Questo è uno dei tre poemetti di Arnaldo Éderle, che avevo in lista e avrei pubblicato nei prossimi giorni. Purtroppo mi arriva adesso la brutta notizia che presentivo per il suo silenzio. [E. A.]
Gent. Dott. Ennio Abate, sono lo scrittore veronese Franco Casati, amico di Arnaldo Éderle. Le scrivo con grande dolore per darle la notizia della morte di Arnaldo, avvenuta l’altra notte, 2 maggio, presso l’ospedale geriatrico di Verona. So che anche lei era suo amico, non ci resta che condividere lo stesso dolore.
di Arnaldo Éderle
Se potessi piangere, ma non posso
mi sembra di non avere più lacrime,
cerco di spingerle fuori, ma non vengono,
è una situazione che capita a quelli della mia età,
non si sa perché, o forse si sa ma io non lo so,
non lo sento più lo stimolo non sono
capace di avvertire la goccia che scende dall’occhio
e mi irrora le guance. Sì, ci sarà un perché
scientifico ma io non lo conosco
e non mi va di cercarlo.
Il pianto è un lavacro del cuore e delle
membra del fegato e dei polmoni è una risciacquatura
del cervello. Si dice “piangi piangi! Che ti fa bene”.

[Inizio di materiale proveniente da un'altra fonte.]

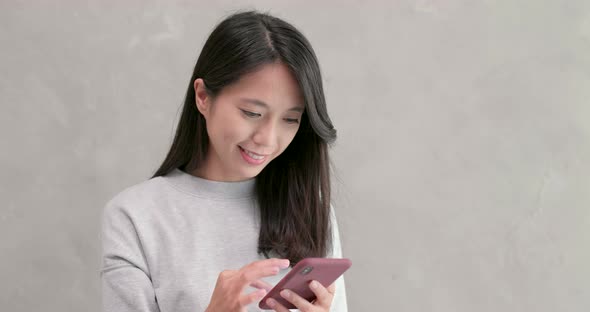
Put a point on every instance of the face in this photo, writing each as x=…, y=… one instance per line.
x=250, y=123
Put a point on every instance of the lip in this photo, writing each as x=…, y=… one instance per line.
x=249, y=159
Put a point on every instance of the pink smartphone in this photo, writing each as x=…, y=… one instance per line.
x=323, y=270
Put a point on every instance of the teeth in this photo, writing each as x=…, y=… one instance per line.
x=254, y=156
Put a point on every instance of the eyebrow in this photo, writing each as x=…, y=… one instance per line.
x=264, y=105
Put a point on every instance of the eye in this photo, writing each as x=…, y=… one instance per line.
x=250, y=114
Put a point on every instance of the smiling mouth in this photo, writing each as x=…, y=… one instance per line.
x=255, y=156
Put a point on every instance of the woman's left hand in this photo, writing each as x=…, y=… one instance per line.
x=322, y=302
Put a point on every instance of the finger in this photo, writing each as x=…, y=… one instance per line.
x=260, y=269
x=296, y=300
x=252, y=297
x=323, y=295
x=275, y=305
x=332, y=288
x=260, y=284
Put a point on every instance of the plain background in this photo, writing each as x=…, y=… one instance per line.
x=462, y=166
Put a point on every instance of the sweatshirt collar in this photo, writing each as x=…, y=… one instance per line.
x=210, y=189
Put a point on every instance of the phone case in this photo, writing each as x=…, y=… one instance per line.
x=323, y=270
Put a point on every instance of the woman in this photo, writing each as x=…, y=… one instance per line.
x=244, y=191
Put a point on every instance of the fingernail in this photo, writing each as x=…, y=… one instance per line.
x=271, y=303
x=314, y=284
x=284, y=264
x=285, y=293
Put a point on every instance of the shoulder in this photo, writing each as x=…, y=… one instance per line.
x=137, y=198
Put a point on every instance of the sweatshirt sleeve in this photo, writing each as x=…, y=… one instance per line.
x=339, y=302
x=125, y=277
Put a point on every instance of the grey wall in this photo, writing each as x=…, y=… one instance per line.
x=463, y=176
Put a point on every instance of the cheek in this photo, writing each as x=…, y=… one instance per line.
x=286, y=140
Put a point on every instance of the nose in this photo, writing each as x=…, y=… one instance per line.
x=265, y=134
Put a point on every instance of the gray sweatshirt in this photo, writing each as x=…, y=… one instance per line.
x=165, y=241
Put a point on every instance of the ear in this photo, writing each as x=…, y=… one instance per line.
x=202, y=98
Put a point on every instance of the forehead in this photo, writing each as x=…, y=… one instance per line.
x=273, y=84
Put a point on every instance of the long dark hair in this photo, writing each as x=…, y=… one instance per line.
x=293, y=190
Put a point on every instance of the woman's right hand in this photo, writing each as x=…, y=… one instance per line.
x=228, y=293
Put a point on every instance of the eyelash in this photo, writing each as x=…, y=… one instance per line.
x=254, y=115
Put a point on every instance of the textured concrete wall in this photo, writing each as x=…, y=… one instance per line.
x=462, y=167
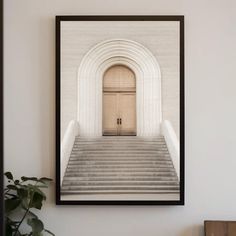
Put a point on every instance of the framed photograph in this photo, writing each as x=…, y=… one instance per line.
x=120, y=110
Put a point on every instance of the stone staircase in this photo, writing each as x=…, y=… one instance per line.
x=119, y=165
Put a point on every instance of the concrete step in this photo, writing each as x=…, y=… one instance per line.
x=123, y=174
x=119, y=191
x=120, y=183
x=120, y=155
x=114, y=152
x=119, y=162
x=116, y=148
x=121, y=178
x=118, y=166
x=123, y=188
x=121, y=171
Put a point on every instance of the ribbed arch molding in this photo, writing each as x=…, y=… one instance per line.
x=148, y=85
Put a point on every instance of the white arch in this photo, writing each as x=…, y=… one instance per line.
x=148, y=85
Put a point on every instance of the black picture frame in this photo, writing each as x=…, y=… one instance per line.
x=1, y=121
x=62, y=18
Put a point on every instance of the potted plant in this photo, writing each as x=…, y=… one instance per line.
x=22, y=196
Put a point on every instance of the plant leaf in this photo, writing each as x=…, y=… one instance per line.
x=22, y=193
x=45, y=179
x=36, y=201
x=11, y=204
x=8, y=229
x=12, y=187
x=24, y=178
x=36, y=225
x=49, y=232
x=9, y=175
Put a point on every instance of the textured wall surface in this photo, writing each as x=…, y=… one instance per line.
x=210, y=114
x=160, y=38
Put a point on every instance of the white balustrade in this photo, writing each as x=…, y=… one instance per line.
x=172, y=143
x=67, y=144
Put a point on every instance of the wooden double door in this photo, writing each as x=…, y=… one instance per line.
x=119, y=102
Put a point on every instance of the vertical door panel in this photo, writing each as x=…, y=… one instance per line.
x=127, y=111
x=110, y=113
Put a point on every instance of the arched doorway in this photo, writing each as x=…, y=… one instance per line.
x=119, y=101
x=147, y=72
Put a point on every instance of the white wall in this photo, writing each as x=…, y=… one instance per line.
x=210, y=114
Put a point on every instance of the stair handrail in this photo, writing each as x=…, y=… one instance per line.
x=67, y=144
x=172, y=143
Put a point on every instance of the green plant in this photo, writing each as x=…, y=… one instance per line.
x=21, y=197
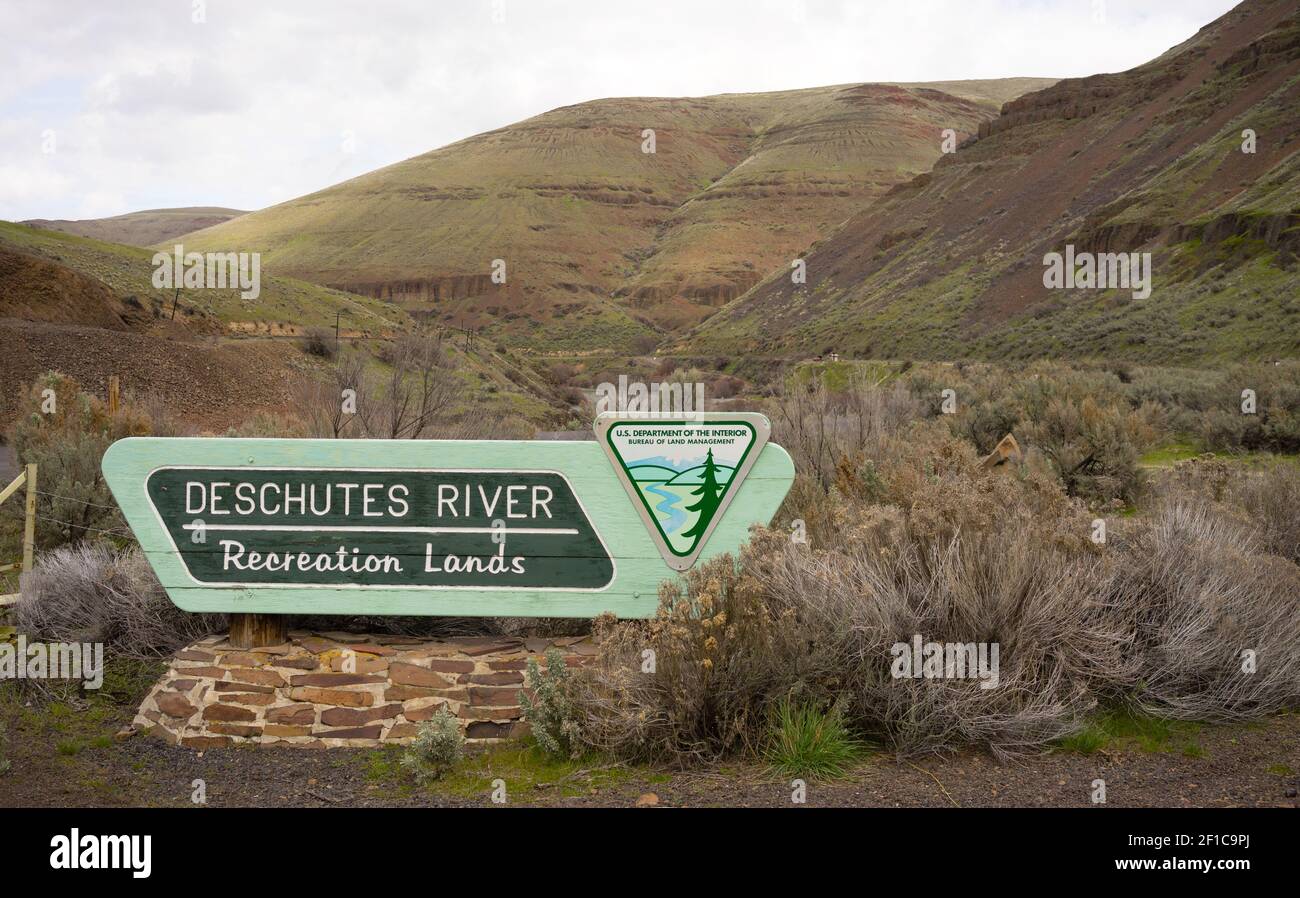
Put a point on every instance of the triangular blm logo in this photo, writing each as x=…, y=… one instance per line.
x=683, y=473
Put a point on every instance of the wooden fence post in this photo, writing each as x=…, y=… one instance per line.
x=256, y=630
x=29, y=529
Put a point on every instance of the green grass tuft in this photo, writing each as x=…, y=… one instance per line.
x=807, y=742
x=1126, y=731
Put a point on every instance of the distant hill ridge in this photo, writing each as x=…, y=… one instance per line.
x=141, y=229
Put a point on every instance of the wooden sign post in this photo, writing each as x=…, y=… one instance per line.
x=359, y=526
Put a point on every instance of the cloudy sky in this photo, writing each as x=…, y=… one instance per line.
x=113, y=107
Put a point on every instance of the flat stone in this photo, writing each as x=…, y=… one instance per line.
x=359, y=663
x=332, y=697
x=498, y=679
x=492, y=697
x=412, y=675
x=356, y=733
x=285, y=731
x=471, y=712
x=204, y=742
x=334, y=679
x=207, y=672
x=420, y=715
x=447, y=666
x=256, y=699
x=260, y=677
x=359, y=716
x=228, y=712
x=174, y=705
x=299, y=663
x=235, y=729
x=300, y=715
x=243, y=688
x=488, y=731
x=407, y=693
x=369, y=649
x=475, y=651
x=243, y=659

Ma lo si dice, ma lo si dice quando il cuore
ha già proposto lo scrosciare delle lacrime,
quando la bocca ha già la forma del salvadanaio
con le punte in giù, quando tutto
è già successo, lo si dice quando il calice
è pieno e non si vede il momento di svuotarlo.

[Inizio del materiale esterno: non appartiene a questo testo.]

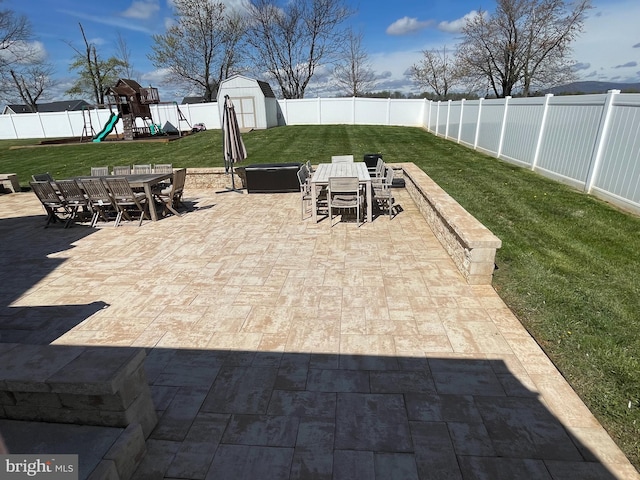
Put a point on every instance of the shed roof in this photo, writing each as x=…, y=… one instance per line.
x=59, y=106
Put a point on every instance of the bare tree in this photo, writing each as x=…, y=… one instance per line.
x=24, y=72
x=202, y=48
x=437, y=71
x=95, y=74
x=32, y=82
x=353, y=72
x=525, y=43
x=290, y=42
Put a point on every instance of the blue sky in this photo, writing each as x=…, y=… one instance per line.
x=394, y=35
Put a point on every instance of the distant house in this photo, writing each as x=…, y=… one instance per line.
x=254, y=101
x=60, y=106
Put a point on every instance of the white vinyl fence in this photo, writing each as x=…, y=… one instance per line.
x=591, y=142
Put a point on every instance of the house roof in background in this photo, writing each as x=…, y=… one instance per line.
x=266, y=89
x=186, y=100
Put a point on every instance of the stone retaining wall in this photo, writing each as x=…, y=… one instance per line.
x=216, y=178
x=470, y=244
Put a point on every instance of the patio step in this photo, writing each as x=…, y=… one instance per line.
x=104, y=453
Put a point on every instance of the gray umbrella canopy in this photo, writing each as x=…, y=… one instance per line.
x=234, y=149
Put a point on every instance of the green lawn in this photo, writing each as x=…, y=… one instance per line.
x=569, y=266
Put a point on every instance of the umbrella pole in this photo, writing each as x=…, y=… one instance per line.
x=233, y=179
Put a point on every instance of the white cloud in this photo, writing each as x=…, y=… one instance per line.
x=456, y=25
x=406, y=26
x=142, y=9
x=627, y=65
x=609, y=41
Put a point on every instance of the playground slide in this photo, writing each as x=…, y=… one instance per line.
x=108, y=127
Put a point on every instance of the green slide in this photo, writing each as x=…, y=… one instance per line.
x=108, y=127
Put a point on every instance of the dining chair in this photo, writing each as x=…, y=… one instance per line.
x=100, y=200
x=42, y=177
x=53, y=204
x=344, y=193
x=99, y=171
x=382, y=192
x=372, y=159
x=305, y=189
x=142, y=169
x=306, y=197
x=171, y=195
x=163, y=168
x=122, y=170
x=126, y=200
x=342, y=159
x=77, y=202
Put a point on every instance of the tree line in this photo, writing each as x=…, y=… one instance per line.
x=522, y=46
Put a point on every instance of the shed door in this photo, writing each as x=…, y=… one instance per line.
x=245, y=111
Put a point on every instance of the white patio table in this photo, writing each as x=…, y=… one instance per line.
x=327, y=170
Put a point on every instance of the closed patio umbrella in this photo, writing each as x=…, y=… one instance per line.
x=233, y=146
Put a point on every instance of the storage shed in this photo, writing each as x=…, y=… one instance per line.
x=254, y=102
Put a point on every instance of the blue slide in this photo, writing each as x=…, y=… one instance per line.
x=108, y=127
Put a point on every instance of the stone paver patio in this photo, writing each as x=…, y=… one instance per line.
x=278, y=348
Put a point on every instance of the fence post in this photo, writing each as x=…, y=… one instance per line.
x=504, y=125
x=543, y=124
x=460, y=121
x=44, y=133
x=286, y=112
x=477, y=135
x=13, y=124
x=69, y=122
x=601, y=140
x=353, y=110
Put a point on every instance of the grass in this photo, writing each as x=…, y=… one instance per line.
x=569, y=265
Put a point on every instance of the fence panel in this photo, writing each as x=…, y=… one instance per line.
x=570, y=137
x=589, y=141
x=469, y=122
x=491, y=125
x=405, y=113
x=371, y=111
x=522, y=130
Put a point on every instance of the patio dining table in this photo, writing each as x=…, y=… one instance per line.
x=325, y=171
x=145, y=181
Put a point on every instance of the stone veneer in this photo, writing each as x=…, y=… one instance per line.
x=82, y=385
x=470, y=244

Ecco, allora si dice, quando il petto è già tutto
gonfio del tuo dolore.
Ecco, questo è il viaggio del pianto. Io so solo
questo.
E non vi pare che basti? I vecchi non ne sanno
di più, e non possono perché sono vecchi
e le lacrime le hanno già tutte usate,
non ce ne sono più nelle vescichette dentro
gli occhi, non scendono più.
Chissà quanti mammalucchi sapevano piangere.

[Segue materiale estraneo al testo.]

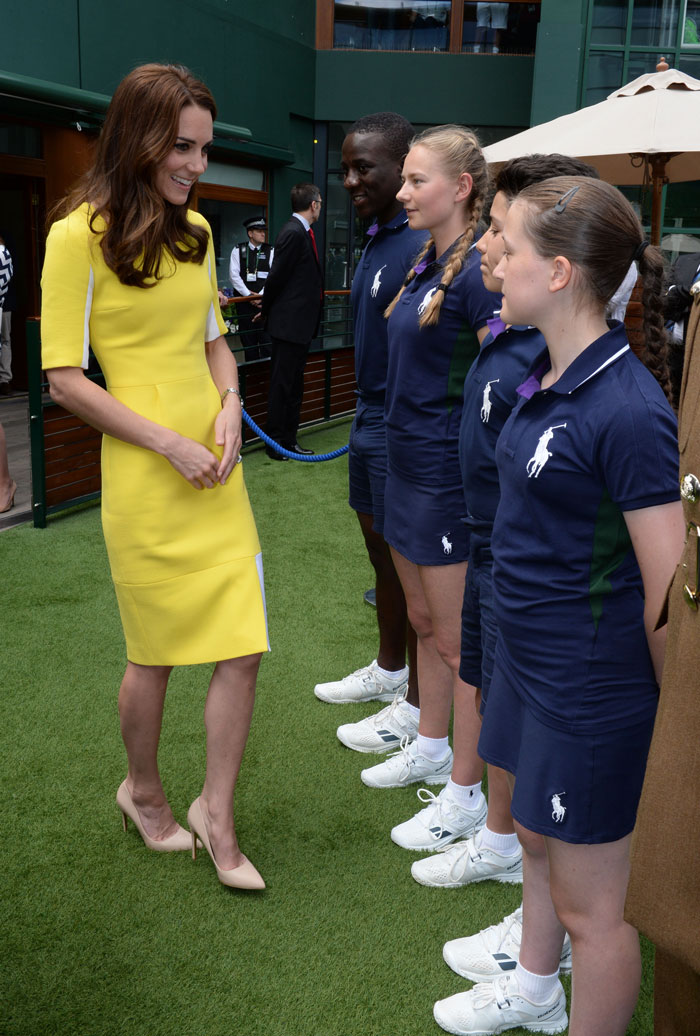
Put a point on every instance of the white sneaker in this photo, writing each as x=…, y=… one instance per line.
x=466, y=863
x=441, y=822
x=407, y=767
x=494, y=952
x=493, y=1007
x=383, y=730
x=362, y=685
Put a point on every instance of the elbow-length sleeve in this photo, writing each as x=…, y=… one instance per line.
x=67, y=283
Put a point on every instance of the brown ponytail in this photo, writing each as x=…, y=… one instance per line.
x=596, y=229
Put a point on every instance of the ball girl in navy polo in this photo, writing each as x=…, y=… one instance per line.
x=504, y=360
x=587, y=535
x=436, y=323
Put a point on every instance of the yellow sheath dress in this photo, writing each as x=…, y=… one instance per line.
x=185, y=563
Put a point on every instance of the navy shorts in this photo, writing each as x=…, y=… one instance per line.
x=478, y=619
x=367, y=464
x=424, y=522
x=577, y=787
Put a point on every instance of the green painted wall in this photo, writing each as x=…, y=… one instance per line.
x=251, y=55
x=558, y=62
x=432, y=88
x=40, y=39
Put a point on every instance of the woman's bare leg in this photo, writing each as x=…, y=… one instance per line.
x=227, y=717
x=435, y=678
x=443, y=590
x=391, y=616
x=588, y=886
x=141, y=699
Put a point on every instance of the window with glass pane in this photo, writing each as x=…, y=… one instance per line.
x=690, y=63
x=609, y=22
x=391, y=25
x=605, y=75
x=640, y=63
x=682, y=205
x=500, y=28
x=226, y=220
x=691, y=31
x=25, y=141
x=654, y=23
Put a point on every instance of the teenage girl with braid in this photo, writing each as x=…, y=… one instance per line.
x=587, y=535
x=435, y=326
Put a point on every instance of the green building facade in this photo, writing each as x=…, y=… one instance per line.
x=289, y=77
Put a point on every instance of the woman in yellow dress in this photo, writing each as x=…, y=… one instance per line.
x=129, y=270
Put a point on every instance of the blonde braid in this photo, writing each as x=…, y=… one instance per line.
x=459, y=152
x=409, y=277
x=431, y=314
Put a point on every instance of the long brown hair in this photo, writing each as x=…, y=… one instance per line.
x=594, y=226
x=140, y=131
x=459, y=151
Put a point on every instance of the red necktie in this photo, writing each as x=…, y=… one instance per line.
x=313, y=245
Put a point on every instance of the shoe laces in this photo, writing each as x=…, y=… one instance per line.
x=408, y=756
x=442, y=808
x=384, y=715
x=457, y=852
x=496, y=993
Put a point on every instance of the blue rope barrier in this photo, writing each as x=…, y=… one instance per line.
x=288, y=453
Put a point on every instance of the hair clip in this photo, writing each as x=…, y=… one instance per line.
x=564, y=200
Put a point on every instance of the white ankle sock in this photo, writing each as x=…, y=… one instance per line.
x=467, y=796
x=387, y=672
x=538, y=988
x=432, y=748
x=504, y=844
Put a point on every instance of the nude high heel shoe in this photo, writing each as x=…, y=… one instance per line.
x=243, y=876
x=180, y=840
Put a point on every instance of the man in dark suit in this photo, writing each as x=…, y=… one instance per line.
x=291, y=310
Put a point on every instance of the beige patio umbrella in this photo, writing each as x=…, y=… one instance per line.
x=646, y=132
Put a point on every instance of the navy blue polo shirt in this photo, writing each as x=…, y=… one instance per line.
x=382, y=268
x=427, y=368
x=490, y=394
x=569, y=596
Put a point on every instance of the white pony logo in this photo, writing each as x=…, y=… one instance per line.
x=374, y=290
x=558, y=811
x=426, y=301
x=542, y=454
x=486, y=405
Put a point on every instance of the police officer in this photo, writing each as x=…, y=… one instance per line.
x=250, y=265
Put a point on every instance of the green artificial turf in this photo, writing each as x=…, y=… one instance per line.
x=103, y=937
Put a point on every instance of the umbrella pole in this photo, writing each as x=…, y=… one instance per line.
x=658, y=163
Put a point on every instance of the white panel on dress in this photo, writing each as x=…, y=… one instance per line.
x=86, y=322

Non so, erano popolazioni abituate
al pianto e all’esaltazione. Certo i mammalucchi
sapevano piangere, inondare le loro capaci
palpebre d’acqua salata e portarsele fin sullo
stomaco o bersele mentre raggiungevano la pancia.
Ah, i mammalucchi!
Ora non so più citare altri popoli piagnoni,
ma ci saranno, ci sono.
A quei tempi le lacrime si spargevano ad ogni passo
anche i guerrieri piangevano o morivano tra urli
e scalpitii, le loro gambe non saltavano più
le loro braccia lasciavano cadere le lance
e piangevano piangevano disperati.
Chissà, forse è una descrizione impropria
ma mi fa piacere proporla.
I popoli piangono, non come me,
i popoli si stringono la pancia e piangono
i popoli fanno questa misera operazione
e spargono lacrime sui loro piedi, lacrime
lunghe piene di sale e poi se le bevono
e intanto il loro corpo si calma e per un minuto
respirano aria buona e profumata.
A me non capita più, sono asciutto.
Ah, le lacrime sono gocce di rugiada, bagnano
le paffute guance dei bambini come una piccola
pioggia-dei-pastori là nella lontana Moldavia ,
quasi non se ne accorgono, anzi no,
se ne accorgono eccome, si rinfrescano
e continuano a spingere le loro pecore
le loro capre in mezzo a fili d’erba bagnati
dritti come i capelli appena pettinati
dei ragazzi.
Capitasse anche a me! Le lacrime dei vecchi
non bagnano le gote, restano negli occhi
e piangono all’indietro.
Ce ne sono di vecchi anche tra i bellimbusti,
ma questi se ne fregano delle lacrime, a loro
interessano i loro occhi asciutti
con le pupille tese verso i portafogli
degli altri e sembra che i loro occhi
siano destinati solo a questa
altissima funzione.
A questa altissima funzione.
Oh, se potessi piangere.
se potessi imprigionare i miei sospiri
nelle dolci lacrime e me le potessi succhiare
come squisite caramelle variopinte sotto
la lingua, se potessi distinguerle dai miei
amari sospiri e dedicar loro i miei affanni
e le mie discrete palpitazioni che mi gonfiano
il cuore.
Certamente lo gradirei, come una anziana signora
seduta nel soggiorno d’una vecchia villa
appesa in campagna, dopo una corsa nella prateria
dei dintorni dove un antico palazzo accoglie
graditi ospiti pacifici intorno a un tavolo rotondo.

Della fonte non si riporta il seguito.